Санитары послушались. Аэропланы - один, другой, третий - летели над отрядом. Все попрятались в блиндажи, в палатки. Светлая лунная ночь. Ни облачка. С высоких, стройных старых сосен ложатся тени на покрытую иглами землю. Я брожу одна между палатками. Мне так страшно, что я готова бежать сломя голову от этого звука аэропланного полета над самой головой, от разрывающихся где-то здесь, совсем рядом, бомб, от этих безмолвных равнодушных сосен. Я не могу победить этот животный дикий страх...

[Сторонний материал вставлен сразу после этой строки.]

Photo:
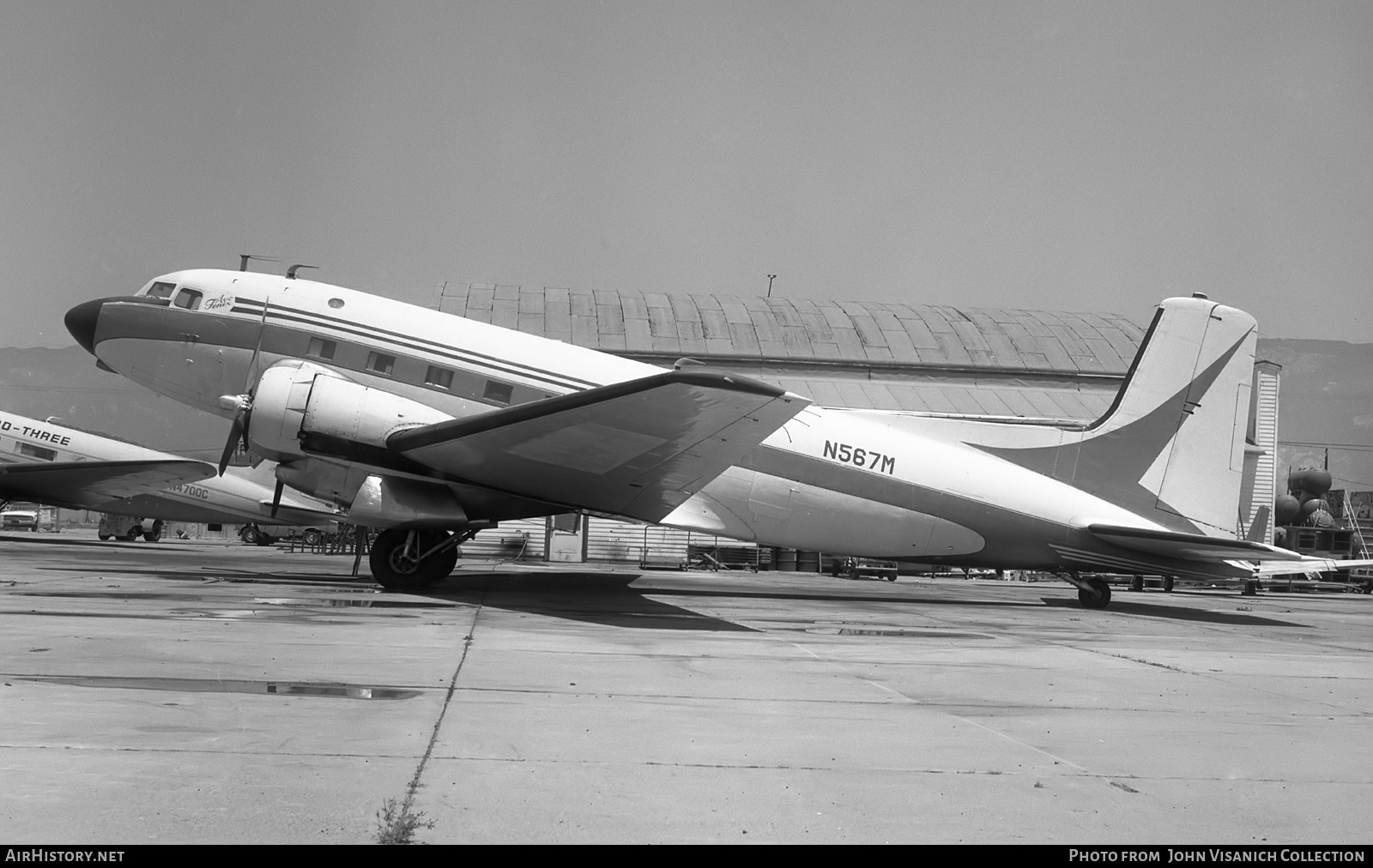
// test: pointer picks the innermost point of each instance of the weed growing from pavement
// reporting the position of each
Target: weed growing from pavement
(397, 823)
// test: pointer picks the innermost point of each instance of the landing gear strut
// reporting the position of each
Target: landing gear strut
(414, 559)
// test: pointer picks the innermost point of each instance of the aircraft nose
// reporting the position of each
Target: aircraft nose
(82, 322)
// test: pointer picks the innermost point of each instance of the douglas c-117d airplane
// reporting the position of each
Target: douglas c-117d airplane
(434, 427)
(68, 467)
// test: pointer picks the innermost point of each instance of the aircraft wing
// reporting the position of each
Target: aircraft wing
(638, 448)
(91, 482)
(1189, 546)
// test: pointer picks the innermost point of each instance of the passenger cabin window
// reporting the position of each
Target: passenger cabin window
(500, 393)
(439, 377)
(322, 349)
(38, 452)
(381, 363)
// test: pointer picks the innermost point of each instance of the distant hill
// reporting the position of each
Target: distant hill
(1327, 397)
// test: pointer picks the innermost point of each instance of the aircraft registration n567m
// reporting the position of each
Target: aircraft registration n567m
(69, 467)
(434, 427)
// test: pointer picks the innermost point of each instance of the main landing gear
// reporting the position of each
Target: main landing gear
(1092, 592)
(412, 559)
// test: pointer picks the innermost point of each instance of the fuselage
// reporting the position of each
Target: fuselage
(230, 499)
(867, 482)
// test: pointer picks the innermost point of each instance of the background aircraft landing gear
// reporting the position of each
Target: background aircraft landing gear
(408, 561)
(1096, 595)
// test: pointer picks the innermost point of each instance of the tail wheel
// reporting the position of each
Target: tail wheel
(1098, 594)
(397, 562)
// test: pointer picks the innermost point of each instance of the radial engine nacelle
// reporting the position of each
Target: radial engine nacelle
(301, 408)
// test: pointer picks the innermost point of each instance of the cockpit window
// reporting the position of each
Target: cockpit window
(187, 298)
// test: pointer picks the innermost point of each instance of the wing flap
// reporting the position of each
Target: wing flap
(1188, 546)
(638, 448)
(94, 482)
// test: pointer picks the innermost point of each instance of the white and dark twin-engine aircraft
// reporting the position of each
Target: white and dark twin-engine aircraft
(434, 427)
(69, 467)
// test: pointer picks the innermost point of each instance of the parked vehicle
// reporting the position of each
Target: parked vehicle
(857, 568)
(125, 527)
(253, 534)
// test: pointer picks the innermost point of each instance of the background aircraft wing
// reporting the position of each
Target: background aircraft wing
(638, 448)
(1306, 564)
(1188, 546)
(84, 482)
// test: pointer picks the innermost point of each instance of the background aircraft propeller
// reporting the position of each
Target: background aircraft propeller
(242, 404)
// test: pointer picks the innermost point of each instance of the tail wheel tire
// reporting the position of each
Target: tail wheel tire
(396, 564)
(1098, 595)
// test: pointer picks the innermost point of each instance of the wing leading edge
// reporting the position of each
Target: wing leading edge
(638, 448)
(94, 482)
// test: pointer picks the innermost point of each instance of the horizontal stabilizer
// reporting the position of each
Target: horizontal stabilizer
(638, 448)
(1188, 546)
(91, 482)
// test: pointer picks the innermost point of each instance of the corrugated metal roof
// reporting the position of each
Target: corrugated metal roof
(848, 333)
(928, 359)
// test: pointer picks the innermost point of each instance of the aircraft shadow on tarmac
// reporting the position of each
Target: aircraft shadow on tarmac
(610, 599)
(594, 598)
(1181, 612)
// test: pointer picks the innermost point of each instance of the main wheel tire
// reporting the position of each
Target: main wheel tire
(396, 569)
(1098, 596)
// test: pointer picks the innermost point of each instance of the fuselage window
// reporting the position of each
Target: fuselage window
(381, 363)
(439, 377)
(500, 393)
(36, 452)
(322, 349)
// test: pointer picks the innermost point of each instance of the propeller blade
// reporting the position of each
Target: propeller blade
(251, 386)
(237, 430)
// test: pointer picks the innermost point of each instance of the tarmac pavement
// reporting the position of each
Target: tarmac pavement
(203, 692)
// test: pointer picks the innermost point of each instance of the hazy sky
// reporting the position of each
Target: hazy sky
(1054, 155)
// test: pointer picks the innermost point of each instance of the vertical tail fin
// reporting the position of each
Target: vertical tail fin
(1171, 445)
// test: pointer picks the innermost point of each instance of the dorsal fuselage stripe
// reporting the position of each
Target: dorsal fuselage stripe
(305, 317)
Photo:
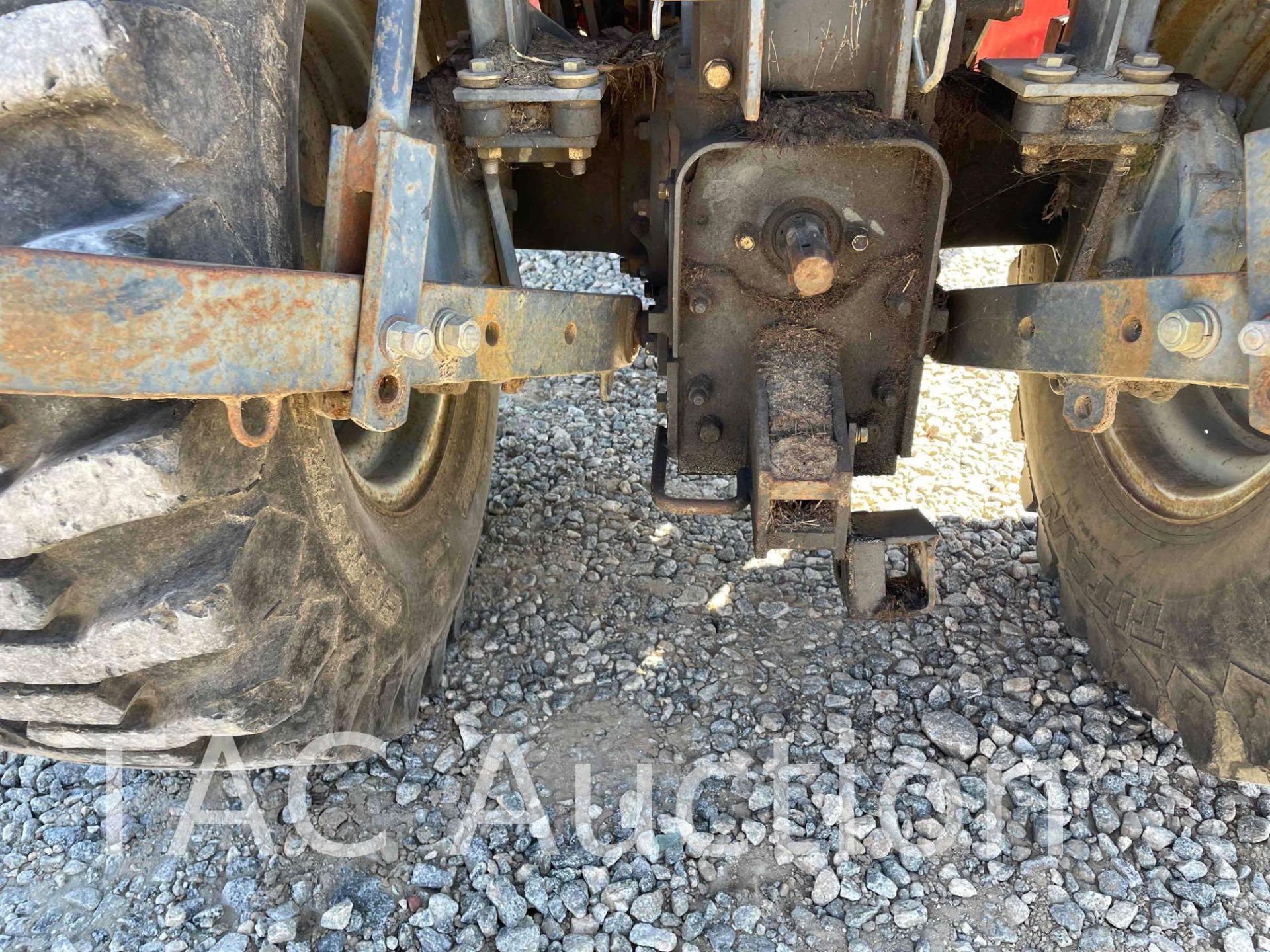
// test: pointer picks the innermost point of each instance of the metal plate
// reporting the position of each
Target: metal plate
(810, 46)
(396, 252)
(95, 325)
(893, 190)
(1096, 328)
(1256, 194)
(1010, 74)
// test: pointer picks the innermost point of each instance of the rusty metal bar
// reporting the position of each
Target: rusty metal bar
(397, 31)
(1097, 329)
(1256, 346)
(95, 325)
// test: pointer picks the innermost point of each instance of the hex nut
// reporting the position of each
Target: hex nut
(1255, 338)
(1144, 67)
(1049, 67)
(482, 73)
(718, 75)
(1191, 332)
(574, 74)
(408, 340)
(458, 335)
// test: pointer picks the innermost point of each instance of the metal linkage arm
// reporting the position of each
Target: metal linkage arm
(1176, 329)
(95, 325)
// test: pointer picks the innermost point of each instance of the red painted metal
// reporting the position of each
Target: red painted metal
(1025, 34)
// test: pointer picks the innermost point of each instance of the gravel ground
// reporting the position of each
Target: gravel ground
(603, 631)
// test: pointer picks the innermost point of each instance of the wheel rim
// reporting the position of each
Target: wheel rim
(1194, 457)
(393, 470)
(1191, 459)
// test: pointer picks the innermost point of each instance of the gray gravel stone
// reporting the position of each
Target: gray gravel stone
(951, 733)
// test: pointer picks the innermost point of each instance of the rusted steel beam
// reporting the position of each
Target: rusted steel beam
(1097, 329)
(1256, 346)
(95, 325)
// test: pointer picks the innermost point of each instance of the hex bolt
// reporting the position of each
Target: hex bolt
(808, 257)
(718, 75)
(408, 340)
(574, 74)
(1049, 67)
(710, 429)
(698, 390)
(1255, 338)
(1144, 67)
(458, 335)
(1191, 332)
(482, 73)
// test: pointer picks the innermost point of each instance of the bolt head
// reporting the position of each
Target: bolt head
(456, 335)
(718, 74)
(1255, 338)
(408, 340)
(1191, 332)
(1049, 67)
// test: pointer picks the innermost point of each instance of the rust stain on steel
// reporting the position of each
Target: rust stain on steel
(1256, 190)
(95, 325)
(531, 332)
(1096, 328)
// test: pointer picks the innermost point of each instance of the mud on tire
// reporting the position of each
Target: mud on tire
(1174, 606)
(159, 583)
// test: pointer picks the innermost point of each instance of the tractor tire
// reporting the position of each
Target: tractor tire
(161, 584)
(1160, 526)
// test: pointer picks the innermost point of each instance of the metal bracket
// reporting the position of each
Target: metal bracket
(1256, 346)
(1107, 329)
(400, 223)
(98, 325)
(681, 506)
(867, 589)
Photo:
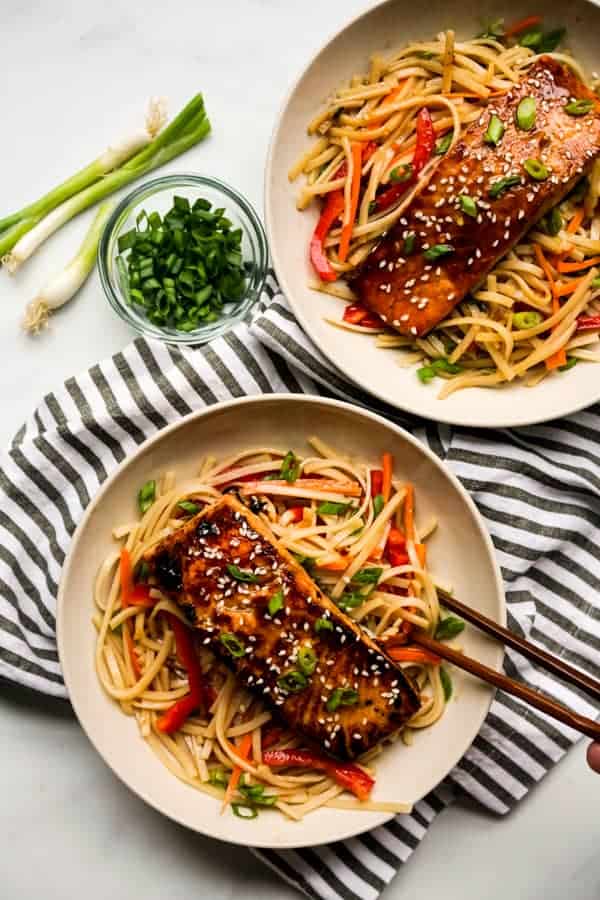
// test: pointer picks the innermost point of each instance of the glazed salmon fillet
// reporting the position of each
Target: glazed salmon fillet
(508, 187)
(263, 615)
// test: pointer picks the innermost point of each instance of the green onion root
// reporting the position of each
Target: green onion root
(186, 130)
(64, 286)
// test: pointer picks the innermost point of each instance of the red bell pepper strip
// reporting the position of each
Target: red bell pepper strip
(356, 314)
(347, 775)
(395, 549)
(588, 323)
(376, 481)
(125, 576)
(174, 717)
(332, 210)
(423, 151)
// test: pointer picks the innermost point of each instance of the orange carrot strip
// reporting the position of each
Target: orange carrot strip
(125, 576)
(354, 192)
(569, 287)
(413, 654)
(578, 266)
(346, 488)
(243, 750)
(576, 220)
(560, 357)
(135, 663)
(522, 25)
(409, 513)
(387, 465)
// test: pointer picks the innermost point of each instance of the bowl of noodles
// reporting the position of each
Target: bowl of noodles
(365, 499)
(522, 345)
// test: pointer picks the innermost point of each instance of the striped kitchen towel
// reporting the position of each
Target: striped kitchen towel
(537, 488)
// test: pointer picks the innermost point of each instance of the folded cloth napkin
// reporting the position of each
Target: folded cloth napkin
(537, 488)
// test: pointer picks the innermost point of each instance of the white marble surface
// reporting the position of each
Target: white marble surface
(75, 76)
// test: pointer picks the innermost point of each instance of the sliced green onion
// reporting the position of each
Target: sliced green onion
(493, 28)
(146, 496)
(536, 169)
(443, 145)
(255, 793)
(526, 113)
(290, 467)
(292, 682)
(571, 361)
(527, 319)
(579, 107)
(332, 509)
(243, 811)
(446, 683)
(242, 574)
(449, 628)
(443, 365)
(218, 778)
(468, 205)
(401, 173)
(426, 374)
(494, 132)
(551, 40)
(232, 644)
(409, 243)
(351, 600)
(552, 223)
(307, 660)
(323, 625)
(503, 184)
(276, 603)
(341, 697)
(438, 251)
(367, 576)
(378, 504)
(531, 38)
(188, 507)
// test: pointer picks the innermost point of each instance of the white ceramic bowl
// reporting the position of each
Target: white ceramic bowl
(460, 551)
(383, 27)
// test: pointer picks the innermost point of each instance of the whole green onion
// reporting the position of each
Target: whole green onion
(187, 129)
(64, 286)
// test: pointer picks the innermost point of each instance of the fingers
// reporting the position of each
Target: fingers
(594, 756)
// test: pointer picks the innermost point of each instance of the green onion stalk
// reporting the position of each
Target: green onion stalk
(186, 130)
(114, 156)
(64, 286)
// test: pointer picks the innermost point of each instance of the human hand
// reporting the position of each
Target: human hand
(594, 756)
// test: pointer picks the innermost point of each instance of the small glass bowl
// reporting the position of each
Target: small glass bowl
(157, 196)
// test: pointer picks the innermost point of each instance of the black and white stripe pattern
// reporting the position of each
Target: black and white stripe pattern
(537, 488)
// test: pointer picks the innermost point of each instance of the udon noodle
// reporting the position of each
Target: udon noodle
(551, 273)
(136, 658)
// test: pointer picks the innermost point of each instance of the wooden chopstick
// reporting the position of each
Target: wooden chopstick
(580, 723)
(530, 651)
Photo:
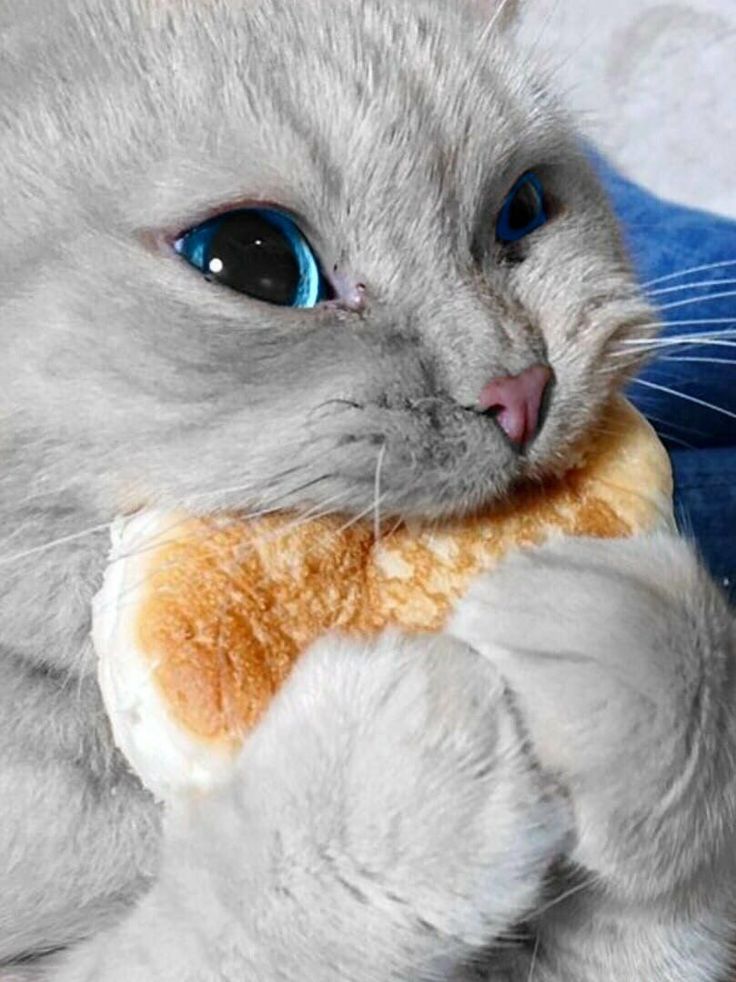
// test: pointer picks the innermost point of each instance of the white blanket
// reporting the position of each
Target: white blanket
(655, 83)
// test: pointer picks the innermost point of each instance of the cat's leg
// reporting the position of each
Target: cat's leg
(78, 834)
(385, 822)
(622, 658)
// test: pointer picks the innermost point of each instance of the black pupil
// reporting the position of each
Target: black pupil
(524, 207)
(249, 254)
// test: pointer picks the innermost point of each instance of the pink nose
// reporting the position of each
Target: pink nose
(517, 401)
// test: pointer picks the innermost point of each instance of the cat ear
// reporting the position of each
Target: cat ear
(501, 13)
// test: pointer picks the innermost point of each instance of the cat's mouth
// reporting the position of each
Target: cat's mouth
(428, 458)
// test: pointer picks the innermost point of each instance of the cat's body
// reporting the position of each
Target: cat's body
(376, 830)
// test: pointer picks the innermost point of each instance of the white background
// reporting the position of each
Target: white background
(655, 86)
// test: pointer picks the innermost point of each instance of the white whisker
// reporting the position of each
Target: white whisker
(725, 295)
(377, 494)
(704, 361)
(62, 541)
(687, 398)
(687, 272)
(691, 286)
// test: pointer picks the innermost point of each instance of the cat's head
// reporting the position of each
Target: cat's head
(444, 225)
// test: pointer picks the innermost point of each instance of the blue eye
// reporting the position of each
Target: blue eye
(259, 252)
(523, 210)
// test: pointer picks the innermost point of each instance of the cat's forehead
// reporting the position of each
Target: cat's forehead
(343, 107)
(344, 101)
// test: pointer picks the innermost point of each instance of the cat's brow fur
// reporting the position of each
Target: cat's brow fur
(393, 817)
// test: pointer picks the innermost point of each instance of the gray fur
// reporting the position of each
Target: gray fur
(394, 129)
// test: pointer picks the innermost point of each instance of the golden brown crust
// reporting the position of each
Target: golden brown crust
(229, 604)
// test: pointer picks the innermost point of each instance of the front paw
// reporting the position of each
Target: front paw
(396, 773)
(621, 656)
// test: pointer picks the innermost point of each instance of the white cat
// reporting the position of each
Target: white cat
(258, 255)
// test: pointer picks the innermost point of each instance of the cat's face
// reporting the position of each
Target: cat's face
(392, 130)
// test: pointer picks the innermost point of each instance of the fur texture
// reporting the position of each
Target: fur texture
(394, 817)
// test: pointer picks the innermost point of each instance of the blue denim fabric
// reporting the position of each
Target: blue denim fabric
(663, 239)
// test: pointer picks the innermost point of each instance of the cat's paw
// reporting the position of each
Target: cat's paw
(394, 776)
(620, 655)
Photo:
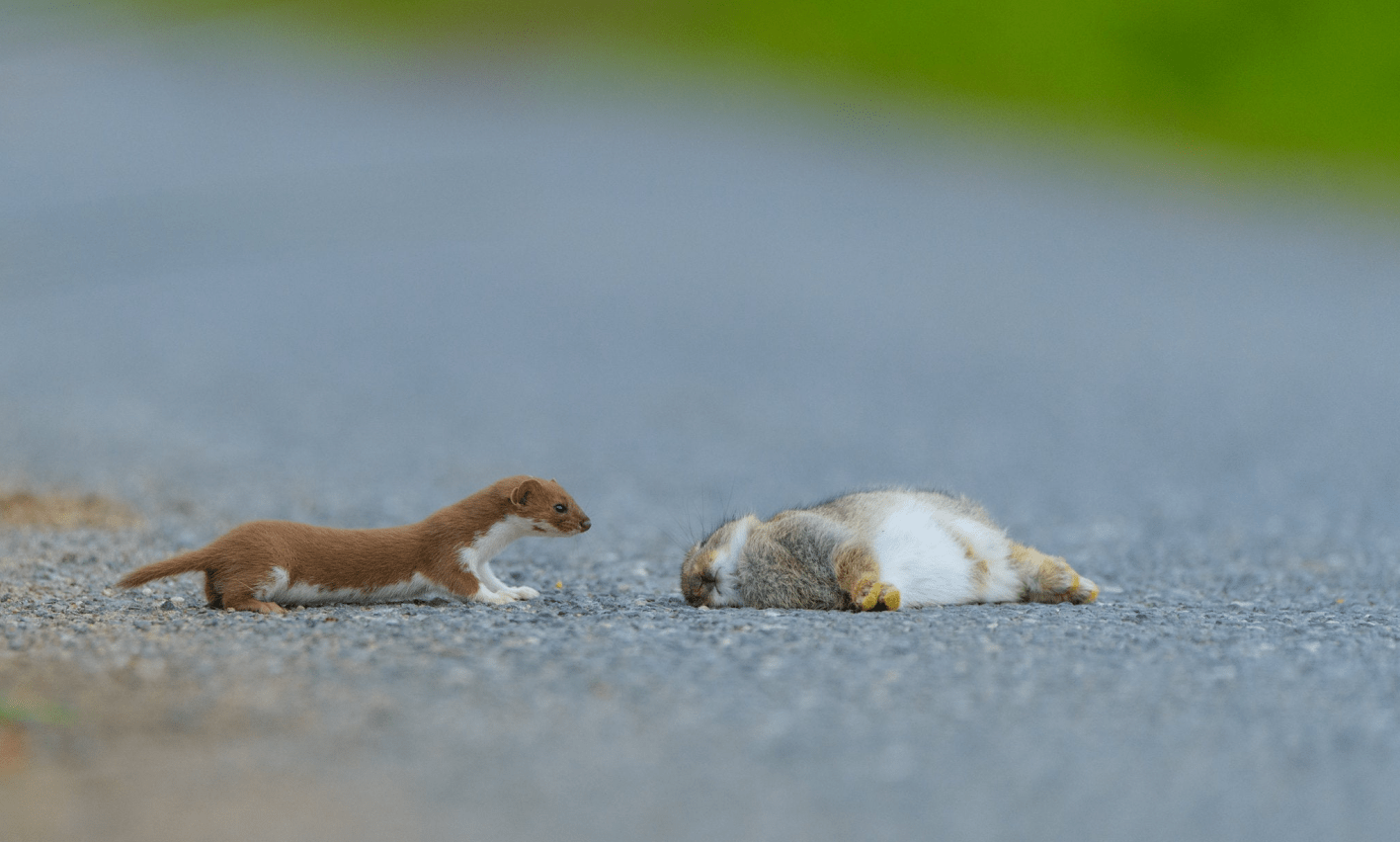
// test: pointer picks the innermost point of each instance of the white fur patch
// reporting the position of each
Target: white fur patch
(279, 589)
(927, 557)
(476, 559)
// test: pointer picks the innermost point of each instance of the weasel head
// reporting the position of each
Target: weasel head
(710, 573)
(546, 506)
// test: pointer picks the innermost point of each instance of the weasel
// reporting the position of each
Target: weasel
(268, 563)
(873, 550)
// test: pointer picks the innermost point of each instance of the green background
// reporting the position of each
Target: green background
(1284, 81)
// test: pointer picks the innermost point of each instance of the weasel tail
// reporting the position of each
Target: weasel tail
(197, 560)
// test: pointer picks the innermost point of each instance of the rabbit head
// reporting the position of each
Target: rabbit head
(710, 572)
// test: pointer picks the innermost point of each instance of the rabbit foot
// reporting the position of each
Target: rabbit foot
(875, 596)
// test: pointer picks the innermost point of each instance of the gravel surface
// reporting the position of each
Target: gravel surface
(235, 288)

- Какая вы храбрая... Я пришла к вам, чтобы вам не было так страшно одной. - И маленькая, худенькая, с вьющимися волосами, некрасивая женщина-врач стала рядом со мной...

- Я не храбрая, доктор, я боюсь быть под землей... я трусиха... А что, если бомба попадет в блиндаж и засыпет землей... Я боюсь...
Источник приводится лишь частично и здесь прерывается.